C'est également le cas par exemple de Sargé-sur-Braye et Savigny-sur-Braye, qui se sont développés sur les coteaux de la rive gauche. Aujourd'hui  ces deux villes s'implantent largement en sommet de pente ou parfois même sur les fonds plats, pour Savigny-sur-Braye.
Les extensions urbaines récentes mettent en péril l'équilibre des paysages de la vallée, occupant en général les sites offrant des vues. Le manque de transition végétale et les limites d'urbanisation brutales et sans charme mettent en évidence la rupture d'échelle et de forme avec l'habitat traditionnel très présent, ainsi que la relative banalité des matériaux utilisés.

Une architecture très caractéristique du Perche

Centre groupé de Savigny-sur-Braye, accroché au coteau     Constructions massives aux toits hauts et pentus typiquement percherons, centre-ville de Sargé-sur-Braye

Eglise de Sargé-sur-Braye, construite en grande partie en roussard

La vallée de la Braye, par son architecture traditionnelle, représente bien l'habitat percheron dans sa forme et dans la diversité de ses matériaux : fermes trapues et robustes, maisons de maîtres parées de massives toitures en tuiles plates, villages de torchis et de briques mélangés.
SI l'on retrouve ici plus qu'ailleurs la présence du roussard, c'est que l'une des deux principales carrières de la région se trouve à Sargé-sur-Braye.

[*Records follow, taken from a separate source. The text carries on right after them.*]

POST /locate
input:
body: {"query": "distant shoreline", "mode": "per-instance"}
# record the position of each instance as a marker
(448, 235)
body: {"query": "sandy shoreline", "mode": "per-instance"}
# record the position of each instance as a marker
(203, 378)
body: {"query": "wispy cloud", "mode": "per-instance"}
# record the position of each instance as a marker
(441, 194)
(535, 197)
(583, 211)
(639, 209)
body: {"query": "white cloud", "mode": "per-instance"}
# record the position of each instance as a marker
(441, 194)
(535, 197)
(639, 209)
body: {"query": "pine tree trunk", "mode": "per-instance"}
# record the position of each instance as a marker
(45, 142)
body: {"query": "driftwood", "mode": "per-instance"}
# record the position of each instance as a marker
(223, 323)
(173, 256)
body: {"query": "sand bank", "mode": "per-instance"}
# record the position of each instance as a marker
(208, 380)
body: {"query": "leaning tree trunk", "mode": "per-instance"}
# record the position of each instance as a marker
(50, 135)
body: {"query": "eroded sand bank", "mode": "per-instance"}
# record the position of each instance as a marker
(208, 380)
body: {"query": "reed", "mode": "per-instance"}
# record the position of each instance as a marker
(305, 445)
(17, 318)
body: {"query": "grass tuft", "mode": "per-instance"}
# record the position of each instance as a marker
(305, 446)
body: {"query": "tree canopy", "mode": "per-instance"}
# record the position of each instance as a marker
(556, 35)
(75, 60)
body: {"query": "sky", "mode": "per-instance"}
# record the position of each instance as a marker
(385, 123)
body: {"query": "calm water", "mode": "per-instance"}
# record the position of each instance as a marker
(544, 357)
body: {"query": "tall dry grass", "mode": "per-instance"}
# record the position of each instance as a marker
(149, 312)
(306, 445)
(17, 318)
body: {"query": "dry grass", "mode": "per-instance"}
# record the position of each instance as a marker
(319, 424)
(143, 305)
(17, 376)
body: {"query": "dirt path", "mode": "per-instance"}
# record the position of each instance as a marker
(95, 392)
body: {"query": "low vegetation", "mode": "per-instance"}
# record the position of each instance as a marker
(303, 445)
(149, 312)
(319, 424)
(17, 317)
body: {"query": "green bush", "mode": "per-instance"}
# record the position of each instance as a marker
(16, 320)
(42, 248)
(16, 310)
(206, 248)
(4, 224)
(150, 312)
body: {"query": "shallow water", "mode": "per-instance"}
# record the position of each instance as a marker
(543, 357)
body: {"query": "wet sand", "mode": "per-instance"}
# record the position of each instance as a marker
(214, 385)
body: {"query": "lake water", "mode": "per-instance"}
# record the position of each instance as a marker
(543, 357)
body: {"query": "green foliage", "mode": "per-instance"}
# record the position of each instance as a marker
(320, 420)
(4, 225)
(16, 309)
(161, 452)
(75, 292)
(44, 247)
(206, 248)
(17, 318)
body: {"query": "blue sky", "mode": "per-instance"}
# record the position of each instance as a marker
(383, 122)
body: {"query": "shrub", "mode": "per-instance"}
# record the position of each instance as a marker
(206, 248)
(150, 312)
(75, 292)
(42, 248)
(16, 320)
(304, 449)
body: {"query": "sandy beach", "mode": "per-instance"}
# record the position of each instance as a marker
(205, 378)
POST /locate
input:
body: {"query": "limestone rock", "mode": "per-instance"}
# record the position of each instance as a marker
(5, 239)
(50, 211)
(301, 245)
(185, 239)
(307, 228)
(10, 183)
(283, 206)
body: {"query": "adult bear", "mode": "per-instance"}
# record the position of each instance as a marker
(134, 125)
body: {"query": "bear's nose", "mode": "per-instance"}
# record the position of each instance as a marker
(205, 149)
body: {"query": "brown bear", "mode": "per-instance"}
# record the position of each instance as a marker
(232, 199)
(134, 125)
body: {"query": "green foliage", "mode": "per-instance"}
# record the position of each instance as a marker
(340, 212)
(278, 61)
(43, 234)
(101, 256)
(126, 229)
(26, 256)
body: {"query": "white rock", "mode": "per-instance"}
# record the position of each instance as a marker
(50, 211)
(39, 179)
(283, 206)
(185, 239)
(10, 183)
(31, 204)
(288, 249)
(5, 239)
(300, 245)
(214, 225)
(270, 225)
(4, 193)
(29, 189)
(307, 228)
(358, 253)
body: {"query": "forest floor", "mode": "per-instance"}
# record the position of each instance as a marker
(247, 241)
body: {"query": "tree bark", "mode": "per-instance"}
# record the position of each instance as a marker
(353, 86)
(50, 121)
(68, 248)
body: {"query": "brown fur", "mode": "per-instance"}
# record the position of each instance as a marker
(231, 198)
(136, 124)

Il est présent sous différentes formes dans toute l'architecture urbaine et religieuse : petits moellons dans la construction des corps de fermes et des maisons de bourg, massives pierres taillées pour l'entrée du parc du château de Baillou ou pour les contreforts de l'église de Sargé-sur-Braye, par exemple.
L'architecture évolue cependant en allant vers l'aval de la vallée, marquée alors par l'influence du Loir : elle présente des centres construits en calcaire avec des toitures d'ardoise comme à de Savigny-sur-Braye par exemple.

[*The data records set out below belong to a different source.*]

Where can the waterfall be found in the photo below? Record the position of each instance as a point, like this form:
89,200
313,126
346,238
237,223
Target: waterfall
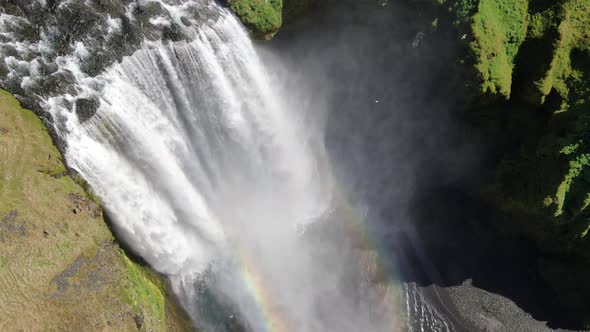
202,169
208,173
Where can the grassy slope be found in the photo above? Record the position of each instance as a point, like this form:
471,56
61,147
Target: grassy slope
535,56
60,268
262,17
499,28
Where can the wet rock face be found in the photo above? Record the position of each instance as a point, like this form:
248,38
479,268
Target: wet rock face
86,108
48,45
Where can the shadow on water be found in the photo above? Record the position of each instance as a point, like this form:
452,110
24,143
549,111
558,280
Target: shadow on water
394,89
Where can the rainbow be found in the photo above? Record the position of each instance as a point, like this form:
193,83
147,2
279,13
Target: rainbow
254,285
271,317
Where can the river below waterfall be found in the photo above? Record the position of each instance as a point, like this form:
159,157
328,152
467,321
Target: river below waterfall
226,166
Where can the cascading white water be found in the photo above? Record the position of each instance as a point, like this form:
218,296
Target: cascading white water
198,162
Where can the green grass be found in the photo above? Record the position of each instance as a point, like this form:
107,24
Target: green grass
262,17
145,294
499,28
62,245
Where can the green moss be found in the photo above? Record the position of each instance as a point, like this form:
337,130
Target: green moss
262,17
63,248
499,28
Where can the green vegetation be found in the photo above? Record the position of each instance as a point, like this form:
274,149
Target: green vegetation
262,17
499,28
60,268
534,57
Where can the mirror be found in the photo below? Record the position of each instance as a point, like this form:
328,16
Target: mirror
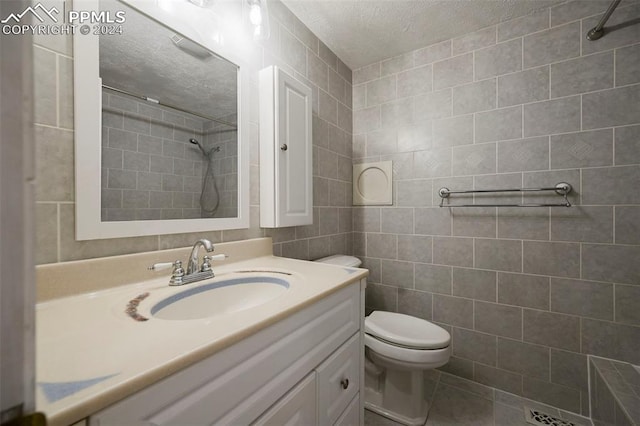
160,127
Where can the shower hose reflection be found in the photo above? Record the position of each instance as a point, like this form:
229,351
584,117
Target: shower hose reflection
209,197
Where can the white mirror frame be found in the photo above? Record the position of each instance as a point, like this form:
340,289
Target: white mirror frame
88,135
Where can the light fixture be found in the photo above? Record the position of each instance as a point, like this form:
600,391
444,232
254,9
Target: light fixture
258,16
201,3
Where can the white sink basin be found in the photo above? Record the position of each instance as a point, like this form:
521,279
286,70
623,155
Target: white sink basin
221,297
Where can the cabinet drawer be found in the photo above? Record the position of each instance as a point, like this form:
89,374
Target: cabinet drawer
351,416
338,381
297,407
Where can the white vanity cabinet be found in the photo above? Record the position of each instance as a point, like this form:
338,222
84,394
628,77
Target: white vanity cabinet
304,369
286,180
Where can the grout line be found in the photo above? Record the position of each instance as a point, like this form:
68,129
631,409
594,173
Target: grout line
58,237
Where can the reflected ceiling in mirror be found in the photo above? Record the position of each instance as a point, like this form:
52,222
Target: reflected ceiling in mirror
160,120
169,125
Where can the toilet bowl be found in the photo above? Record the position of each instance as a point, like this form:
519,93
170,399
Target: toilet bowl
401,347
398,349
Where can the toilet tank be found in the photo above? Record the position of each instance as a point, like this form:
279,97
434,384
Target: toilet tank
341,260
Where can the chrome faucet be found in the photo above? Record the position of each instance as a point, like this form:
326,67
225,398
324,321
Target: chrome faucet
193,267
194,272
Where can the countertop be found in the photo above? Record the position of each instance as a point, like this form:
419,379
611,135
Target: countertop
91,353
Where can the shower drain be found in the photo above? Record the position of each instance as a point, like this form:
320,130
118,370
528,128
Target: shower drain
540,418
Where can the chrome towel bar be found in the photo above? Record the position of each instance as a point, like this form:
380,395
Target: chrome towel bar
562,189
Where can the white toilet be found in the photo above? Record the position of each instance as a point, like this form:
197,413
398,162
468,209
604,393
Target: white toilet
398,348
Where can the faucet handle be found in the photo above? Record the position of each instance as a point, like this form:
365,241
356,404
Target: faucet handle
165,265
160,266
206,261
178,271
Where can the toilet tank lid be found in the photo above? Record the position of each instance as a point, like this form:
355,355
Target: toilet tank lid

De discrètes routes paysage

La RD9, ouvrant de belles perspectives sur la vallée, Sargé-sur-Braye

Route paysage délicatement installée en piémont, les Caves, commune de Cellé
Les routes sont souvent accrochées en bas de pente, pas tout à fait dans le fond de la plaine, légèrement en surplomb. Leurs ondulations, suivant fidèlement celles du coteau, mettent alors bien en scène les paysages traversés : elles s'animent de perspectives qui appellent à parcourir la vallée dans son ensemble. C'est le cas de la route communale entre Baillou et les Radrets ou de la RD 31 entre Cellé et Savigny-sur-Braye en rive gauche. En rive droite également, la route communale qui mène de Savigny-sur-Braye au château de Montmarin est elle aussi bien installée en bas de coteau. 

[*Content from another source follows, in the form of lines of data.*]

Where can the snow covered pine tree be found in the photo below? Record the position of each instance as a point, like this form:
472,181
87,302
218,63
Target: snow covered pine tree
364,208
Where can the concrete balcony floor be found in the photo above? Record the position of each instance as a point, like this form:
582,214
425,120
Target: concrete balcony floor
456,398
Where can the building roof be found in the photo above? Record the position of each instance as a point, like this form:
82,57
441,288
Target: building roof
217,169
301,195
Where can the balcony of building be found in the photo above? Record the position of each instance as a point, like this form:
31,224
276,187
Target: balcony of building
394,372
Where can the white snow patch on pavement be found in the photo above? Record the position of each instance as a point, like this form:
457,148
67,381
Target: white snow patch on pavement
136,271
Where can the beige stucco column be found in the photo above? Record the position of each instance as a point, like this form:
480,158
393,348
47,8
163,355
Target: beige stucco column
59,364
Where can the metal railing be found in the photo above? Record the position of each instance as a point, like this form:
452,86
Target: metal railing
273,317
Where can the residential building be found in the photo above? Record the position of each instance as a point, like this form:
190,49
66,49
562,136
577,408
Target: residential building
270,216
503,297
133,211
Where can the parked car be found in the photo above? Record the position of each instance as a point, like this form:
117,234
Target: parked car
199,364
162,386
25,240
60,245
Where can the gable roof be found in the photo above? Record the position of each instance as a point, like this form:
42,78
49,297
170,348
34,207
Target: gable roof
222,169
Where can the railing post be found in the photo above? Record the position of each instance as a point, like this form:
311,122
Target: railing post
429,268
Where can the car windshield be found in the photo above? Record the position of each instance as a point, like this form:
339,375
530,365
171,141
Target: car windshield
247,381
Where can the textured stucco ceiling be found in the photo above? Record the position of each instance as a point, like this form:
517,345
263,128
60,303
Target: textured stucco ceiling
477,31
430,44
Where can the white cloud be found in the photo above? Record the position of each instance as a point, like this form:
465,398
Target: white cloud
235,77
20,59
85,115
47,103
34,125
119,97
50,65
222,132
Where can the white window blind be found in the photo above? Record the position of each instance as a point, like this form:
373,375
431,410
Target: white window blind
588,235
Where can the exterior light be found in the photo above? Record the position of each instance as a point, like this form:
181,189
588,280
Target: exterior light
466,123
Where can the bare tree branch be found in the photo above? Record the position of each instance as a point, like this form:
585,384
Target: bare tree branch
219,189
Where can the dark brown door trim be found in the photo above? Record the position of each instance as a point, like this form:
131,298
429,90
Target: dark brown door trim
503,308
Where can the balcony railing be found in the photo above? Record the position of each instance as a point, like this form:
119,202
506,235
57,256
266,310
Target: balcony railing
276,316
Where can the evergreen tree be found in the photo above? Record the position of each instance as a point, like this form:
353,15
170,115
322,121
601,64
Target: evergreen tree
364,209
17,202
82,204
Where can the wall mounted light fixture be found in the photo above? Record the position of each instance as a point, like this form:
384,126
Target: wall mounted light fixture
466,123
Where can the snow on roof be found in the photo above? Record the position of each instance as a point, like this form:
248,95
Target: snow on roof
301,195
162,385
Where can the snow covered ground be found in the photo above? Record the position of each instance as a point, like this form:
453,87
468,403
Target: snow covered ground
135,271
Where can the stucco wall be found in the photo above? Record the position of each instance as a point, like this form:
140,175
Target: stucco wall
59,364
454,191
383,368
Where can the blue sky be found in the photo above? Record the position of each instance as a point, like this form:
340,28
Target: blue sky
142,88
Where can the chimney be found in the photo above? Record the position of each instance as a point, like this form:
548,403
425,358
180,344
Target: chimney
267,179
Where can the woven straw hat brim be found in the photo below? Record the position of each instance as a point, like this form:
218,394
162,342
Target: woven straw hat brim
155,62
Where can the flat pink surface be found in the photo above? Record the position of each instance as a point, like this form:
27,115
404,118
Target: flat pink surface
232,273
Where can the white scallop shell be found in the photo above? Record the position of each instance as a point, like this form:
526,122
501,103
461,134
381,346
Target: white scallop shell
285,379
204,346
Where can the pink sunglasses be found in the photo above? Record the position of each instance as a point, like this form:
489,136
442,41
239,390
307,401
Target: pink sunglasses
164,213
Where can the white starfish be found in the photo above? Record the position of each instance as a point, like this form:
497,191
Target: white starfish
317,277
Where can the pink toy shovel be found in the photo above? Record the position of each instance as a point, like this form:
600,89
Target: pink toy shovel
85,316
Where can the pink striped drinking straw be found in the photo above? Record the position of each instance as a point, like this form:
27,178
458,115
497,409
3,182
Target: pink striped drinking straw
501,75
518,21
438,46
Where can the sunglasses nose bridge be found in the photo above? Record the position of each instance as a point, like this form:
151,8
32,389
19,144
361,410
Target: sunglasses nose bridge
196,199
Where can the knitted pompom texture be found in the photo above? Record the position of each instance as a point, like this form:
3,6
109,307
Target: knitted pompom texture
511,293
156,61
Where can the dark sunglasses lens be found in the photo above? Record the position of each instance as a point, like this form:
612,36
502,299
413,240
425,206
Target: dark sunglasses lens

Paysage de vallée dégradé par une urbanisation non maîtrisée, Savigny-sur-Braye
Depuis les routes de sommet de coteau, de nombreux points de vue s'ouvrent de part et d'autre de la vallée. Les coteaux de la rive droite mettent en valeur les paysages bâtis de Baillou, Sargé-sur-Braye ou Savigny-sur-Braye.
Malheureusement, l'urbanisation récente de ces deux derniers sites offrent souvent une image de marée pavillonnaire et industrielle qui amoindrit la subtilité des paysages de la vallée et la qualité des sites bâtis initiaux.